Almost every tour guide in Israel has quoted the well-known two-part poem “Tourists” by Yehuda Amichai. In the first part Amichai cynically describes the way he perceives how tourists relate to being in Israel:
Visits of condolence is all we get from them.
They squat at the Holocaust Memorial,
They put on grave faces at the Wailing Wall
And they laugh behind heavy curtains
In their hotels.
They have their pictures taken
Together with our famous dead
At Rachel’s Tomb and Herzl’s Tomb
And on the top of Ammunition Hill.
They weep over our sweet boys
And lust over our tough girls
And hang up their underwear
To dry quickly
In cool, blue bathrooms.
Amichai’s descriptions portray tourism as an act of objectification of places and people, as if a tourist can only play-act identification with this place. The expectation of emotions to be felt on a visit here sometimes even prescribes to tourists what they should feel. Obviously this poem could be insulting to anyone hearing it during a visit here and one might wonder what the point would be of a tour guide reading this poem to a group. Taken another way, the poem could be a warning to tourists not to act this way and the second half of the poem gives an alternative way of being a tourist.
The poem continues in the first-person:
“Once I sat on the steps by a gate at David’s Tower, I placed my two heavy baskets at my side. A group of tourists was standing around their guide and I became their reference point. “You see that man with the baskets? Just right of his head there’s an arch from the Roman period. Just right of his head.” “But he’s moving, he’s moving!” I said to myself: redemption will come only if their guide tells them, “You see that arch from the Roman period? It’s not important: but next to it, left and down a bit, there sits a man who’s bought fruit and vegetables for his family.”

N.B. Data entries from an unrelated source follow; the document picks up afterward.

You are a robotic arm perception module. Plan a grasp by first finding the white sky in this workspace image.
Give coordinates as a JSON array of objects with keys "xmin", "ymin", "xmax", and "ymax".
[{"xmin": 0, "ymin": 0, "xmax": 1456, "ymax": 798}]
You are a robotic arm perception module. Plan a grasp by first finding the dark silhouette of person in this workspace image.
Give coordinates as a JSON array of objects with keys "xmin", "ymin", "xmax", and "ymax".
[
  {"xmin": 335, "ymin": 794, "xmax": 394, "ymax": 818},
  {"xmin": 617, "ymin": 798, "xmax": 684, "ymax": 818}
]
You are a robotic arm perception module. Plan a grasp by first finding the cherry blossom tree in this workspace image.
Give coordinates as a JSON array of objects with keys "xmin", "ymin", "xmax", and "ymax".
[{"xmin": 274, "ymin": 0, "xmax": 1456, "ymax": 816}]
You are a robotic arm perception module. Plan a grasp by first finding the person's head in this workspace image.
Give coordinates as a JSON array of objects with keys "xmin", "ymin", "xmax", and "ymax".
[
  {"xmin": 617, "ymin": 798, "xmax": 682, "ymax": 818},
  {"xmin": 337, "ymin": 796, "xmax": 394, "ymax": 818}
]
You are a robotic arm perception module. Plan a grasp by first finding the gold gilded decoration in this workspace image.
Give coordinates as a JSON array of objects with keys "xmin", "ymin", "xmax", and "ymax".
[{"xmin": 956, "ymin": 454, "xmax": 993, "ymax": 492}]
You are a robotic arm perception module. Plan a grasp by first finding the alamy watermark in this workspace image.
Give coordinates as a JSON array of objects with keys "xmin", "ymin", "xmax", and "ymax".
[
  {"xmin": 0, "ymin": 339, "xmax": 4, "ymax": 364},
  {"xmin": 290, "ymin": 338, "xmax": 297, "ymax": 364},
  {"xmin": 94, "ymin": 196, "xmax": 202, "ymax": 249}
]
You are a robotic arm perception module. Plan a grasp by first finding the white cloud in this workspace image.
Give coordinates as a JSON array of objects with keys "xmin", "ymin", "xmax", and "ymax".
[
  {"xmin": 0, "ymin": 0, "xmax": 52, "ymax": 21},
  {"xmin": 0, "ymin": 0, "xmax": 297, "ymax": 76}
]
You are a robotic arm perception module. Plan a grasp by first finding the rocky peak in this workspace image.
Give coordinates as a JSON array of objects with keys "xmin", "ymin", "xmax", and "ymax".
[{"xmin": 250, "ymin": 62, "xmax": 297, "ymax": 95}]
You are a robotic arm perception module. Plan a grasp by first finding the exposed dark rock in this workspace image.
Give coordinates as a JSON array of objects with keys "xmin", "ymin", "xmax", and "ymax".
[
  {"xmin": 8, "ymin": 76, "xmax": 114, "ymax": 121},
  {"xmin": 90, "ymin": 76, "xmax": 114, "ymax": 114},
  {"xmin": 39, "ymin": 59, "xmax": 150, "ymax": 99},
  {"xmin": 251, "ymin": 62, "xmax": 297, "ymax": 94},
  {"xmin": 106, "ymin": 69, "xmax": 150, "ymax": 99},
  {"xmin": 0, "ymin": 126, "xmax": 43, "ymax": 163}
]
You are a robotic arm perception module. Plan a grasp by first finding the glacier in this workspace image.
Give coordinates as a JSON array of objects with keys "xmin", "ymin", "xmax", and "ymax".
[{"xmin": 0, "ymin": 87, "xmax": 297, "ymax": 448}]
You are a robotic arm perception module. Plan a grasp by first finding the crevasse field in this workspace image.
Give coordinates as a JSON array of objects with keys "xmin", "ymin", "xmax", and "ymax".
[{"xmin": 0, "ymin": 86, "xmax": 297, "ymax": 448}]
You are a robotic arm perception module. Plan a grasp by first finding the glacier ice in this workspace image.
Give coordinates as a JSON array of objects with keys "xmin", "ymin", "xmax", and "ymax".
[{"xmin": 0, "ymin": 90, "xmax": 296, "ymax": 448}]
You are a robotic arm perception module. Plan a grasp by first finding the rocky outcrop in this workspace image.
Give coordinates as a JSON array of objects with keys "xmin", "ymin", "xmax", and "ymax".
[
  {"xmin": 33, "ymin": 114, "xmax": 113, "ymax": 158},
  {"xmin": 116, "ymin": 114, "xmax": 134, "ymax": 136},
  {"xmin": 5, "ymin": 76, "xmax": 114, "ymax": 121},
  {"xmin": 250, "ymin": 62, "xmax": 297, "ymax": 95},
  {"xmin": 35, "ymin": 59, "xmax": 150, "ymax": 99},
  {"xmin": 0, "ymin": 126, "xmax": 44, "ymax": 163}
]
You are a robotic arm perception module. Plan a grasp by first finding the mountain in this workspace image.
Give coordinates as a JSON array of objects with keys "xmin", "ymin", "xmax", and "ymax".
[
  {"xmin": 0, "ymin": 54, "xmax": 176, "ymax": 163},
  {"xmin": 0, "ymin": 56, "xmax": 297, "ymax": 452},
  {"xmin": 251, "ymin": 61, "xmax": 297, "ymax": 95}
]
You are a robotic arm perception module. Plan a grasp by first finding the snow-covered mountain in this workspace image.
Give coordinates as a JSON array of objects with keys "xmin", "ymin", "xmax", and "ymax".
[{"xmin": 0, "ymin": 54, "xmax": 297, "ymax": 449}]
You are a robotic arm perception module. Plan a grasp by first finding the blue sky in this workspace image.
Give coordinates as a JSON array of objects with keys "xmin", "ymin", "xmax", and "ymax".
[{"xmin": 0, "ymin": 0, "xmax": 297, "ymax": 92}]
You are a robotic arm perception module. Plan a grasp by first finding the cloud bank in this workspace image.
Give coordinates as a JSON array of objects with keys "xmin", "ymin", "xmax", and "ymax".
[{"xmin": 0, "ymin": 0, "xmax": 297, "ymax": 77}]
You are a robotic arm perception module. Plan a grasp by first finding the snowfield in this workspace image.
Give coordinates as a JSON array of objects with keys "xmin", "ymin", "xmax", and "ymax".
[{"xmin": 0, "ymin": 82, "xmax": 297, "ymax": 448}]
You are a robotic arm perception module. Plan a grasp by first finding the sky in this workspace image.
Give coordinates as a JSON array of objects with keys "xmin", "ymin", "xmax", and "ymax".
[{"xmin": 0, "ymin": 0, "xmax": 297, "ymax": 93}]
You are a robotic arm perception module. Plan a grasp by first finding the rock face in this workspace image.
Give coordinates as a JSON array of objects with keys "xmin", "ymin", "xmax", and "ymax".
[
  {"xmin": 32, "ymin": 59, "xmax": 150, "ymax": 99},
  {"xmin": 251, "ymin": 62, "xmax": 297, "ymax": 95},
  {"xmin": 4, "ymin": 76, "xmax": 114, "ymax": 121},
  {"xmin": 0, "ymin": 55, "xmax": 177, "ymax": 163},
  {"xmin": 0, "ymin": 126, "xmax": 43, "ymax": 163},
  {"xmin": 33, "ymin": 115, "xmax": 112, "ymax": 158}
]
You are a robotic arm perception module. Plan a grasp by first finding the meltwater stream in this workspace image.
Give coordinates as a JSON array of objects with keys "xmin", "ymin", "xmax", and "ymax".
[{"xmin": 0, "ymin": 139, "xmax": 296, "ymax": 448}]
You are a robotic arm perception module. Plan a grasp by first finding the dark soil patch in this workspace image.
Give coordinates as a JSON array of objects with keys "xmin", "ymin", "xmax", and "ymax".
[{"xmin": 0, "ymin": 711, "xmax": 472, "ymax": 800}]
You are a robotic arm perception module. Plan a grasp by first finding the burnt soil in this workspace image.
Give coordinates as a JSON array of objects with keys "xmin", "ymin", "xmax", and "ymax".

Amichai puts the responsibility on the tour guide to be the conduit through which tourists can meaningfully and authentically engage with Israel. This is clearly one of the roles of the tour guide but the responsibility is a shared one. More and more, tourists are coming to Israel to engage, to meet the man who buys fruit and vegetables for his family, to hear the story of the daughter who serves in a fighting unit, to taste the foods that immigrants brought with them to this country. As much as the guide must nurture this way of looking at the country, the tourist must have as a goal to meet the country face to face, from within, to be active in not objectifying this country through touring.
How do we do this? The group participants and individual travelers to Israel since the events of October 7 have changed the paradigm. While there are still some ‘must see’ sites, even those having to do with the war, the true transformative experience results from meeting people and hearing their stories. People return to their homes talking about the people they met, describing the raw pain, fear, or hopefulness that they heard about. Tourists take back a sense of responsibility for bearing the weight of this situation and they also understand that the Israelis appreciate their role in bearing the burden of being Jewish in the diaspora. Let us continue to nurture this intimate way of connecting. We come to Israel now to meet the man with the food for his family, and while, yes, tourists are paying a condolence call, they are bearing witness and carrying this man’s story with them.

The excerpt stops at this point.